Lyndon designed the Vista Elementary School in Vista, California, in 1950. He also designed the Meiners Oaks School in Ojai, California, and the Webster School in Malibu. Additionally, he designed the Culver City Hospital in Culver City in 1952. By 1955, he designed the 28th Church of Christ, Scientist at 1018 Hilgard Avenue in Westwood, Los Angeles, just off the UCLA campus (since demolished). A decade later, in 1964, he designed Bunche Hall on the campus of the University of California, Los Angeles (UCLA). He also designed the Harvey Knox shop in Beverly Hills, California.

With fellow architects Frederick Earl Emmons, Arthur Gallion, Douglas Honnold, A. Quincy Jones, John Leon Rex and Raphael Soriano, he designed the San Pedro Community Hospital at 1300 West 7th Street in San Pedro, Los Angeles in 1958-1960.

Lyndon became a Fellow of the American Institute of Architects in 1952.

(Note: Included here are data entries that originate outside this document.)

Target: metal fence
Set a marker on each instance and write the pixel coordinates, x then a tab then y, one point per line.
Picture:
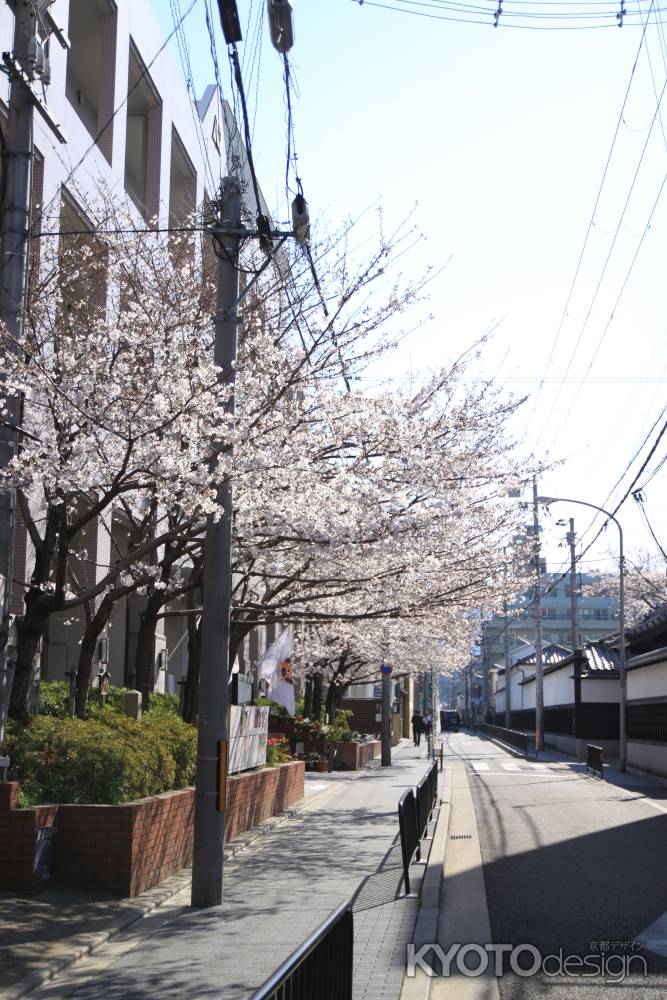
595	760
523	742
407	824
321	967
427	792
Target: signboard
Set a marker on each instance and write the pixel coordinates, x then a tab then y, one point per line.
248	733
222	775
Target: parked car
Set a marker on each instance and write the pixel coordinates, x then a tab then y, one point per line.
450	721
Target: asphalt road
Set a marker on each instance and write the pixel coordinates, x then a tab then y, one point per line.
573	866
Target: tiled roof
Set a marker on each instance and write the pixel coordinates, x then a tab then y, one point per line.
645	659
601	659
551	654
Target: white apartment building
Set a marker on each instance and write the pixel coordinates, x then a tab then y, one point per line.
122	101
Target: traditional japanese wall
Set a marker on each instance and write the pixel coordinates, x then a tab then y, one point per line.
128	848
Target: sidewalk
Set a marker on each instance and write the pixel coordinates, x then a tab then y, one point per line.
341	842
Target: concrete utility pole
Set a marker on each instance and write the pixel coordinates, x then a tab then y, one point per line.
622	678
24	66
539	678
571	539
210	784
385	730
508	670
17	169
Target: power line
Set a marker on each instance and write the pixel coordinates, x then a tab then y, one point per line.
107	124
601	19
592	218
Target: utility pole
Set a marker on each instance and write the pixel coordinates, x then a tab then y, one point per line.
210	783
385	728
539	676
24	65
571	539
508	669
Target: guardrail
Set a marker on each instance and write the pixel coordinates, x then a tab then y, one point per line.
427	793
407	824
321	967
523	742
595	760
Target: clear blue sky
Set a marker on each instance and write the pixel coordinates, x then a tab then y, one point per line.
495	143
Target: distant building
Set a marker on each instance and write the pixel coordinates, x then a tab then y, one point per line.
597	617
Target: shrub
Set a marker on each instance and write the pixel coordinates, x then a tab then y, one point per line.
278	750
110	758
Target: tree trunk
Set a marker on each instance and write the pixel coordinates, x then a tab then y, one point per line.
92	632
317	697
333	698
30	629
144	658
191	693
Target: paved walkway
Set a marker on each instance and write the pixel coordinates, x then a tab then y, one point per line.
342	844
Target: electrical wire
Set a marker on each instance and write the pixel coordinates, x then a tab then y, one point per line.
184	55
639	498
592	218
107	124
454	14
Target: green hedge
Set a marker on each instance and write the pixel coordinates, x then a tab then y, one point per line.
108	758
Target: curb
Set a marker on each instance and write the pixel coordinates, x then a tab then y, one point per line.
156	897
432	887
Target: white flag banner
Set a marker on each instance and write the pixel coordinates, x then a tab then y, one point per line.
275	667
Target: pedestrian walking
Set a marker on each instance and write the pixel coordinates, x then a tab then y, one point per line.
417	728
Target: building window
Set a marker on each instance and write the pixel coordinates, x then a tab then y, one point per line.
91	68
143	139
182	193
83	268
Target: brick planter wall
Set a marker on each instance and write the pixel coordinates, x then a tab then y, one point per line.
354	756
128	848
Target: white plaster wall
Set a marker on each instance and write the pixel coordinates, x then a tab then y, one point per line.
648	682
529	695
559	687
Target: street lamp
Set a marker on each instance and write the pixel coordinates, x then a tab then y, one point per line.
621	614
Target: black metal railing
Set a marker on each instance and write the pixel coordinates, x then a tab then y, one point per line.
321	967
523	742
407	824
427	793
595	760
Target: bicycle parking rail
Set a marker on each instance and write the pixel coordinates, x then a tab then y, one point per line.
320	967
514	738
595	760
407	824
427	793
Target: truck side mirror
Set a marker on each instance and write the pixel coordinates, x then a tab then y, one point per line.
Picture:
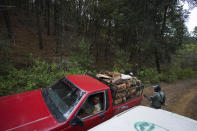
76	121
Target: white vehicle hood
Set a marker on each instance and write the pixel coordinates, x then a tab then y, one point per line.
143	118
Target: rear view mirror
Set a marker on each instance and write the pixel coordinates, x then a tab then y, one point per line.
76	121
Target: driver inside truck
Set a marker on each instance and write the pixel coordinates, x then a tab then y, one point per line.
97	104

==Personal life and death==
Lyndon was married to landscape designer Joyce Earley Lyndon. They had two sons, including architect Donlyn Lyndon, and a daughter. They resided in a house he designed in 1949 located at 28820 Cliffside Drive in Malibu, California. By the 1970s, they moved to Kussaberg, Germany.

Lyndon died on November 15, 1999, in Germany.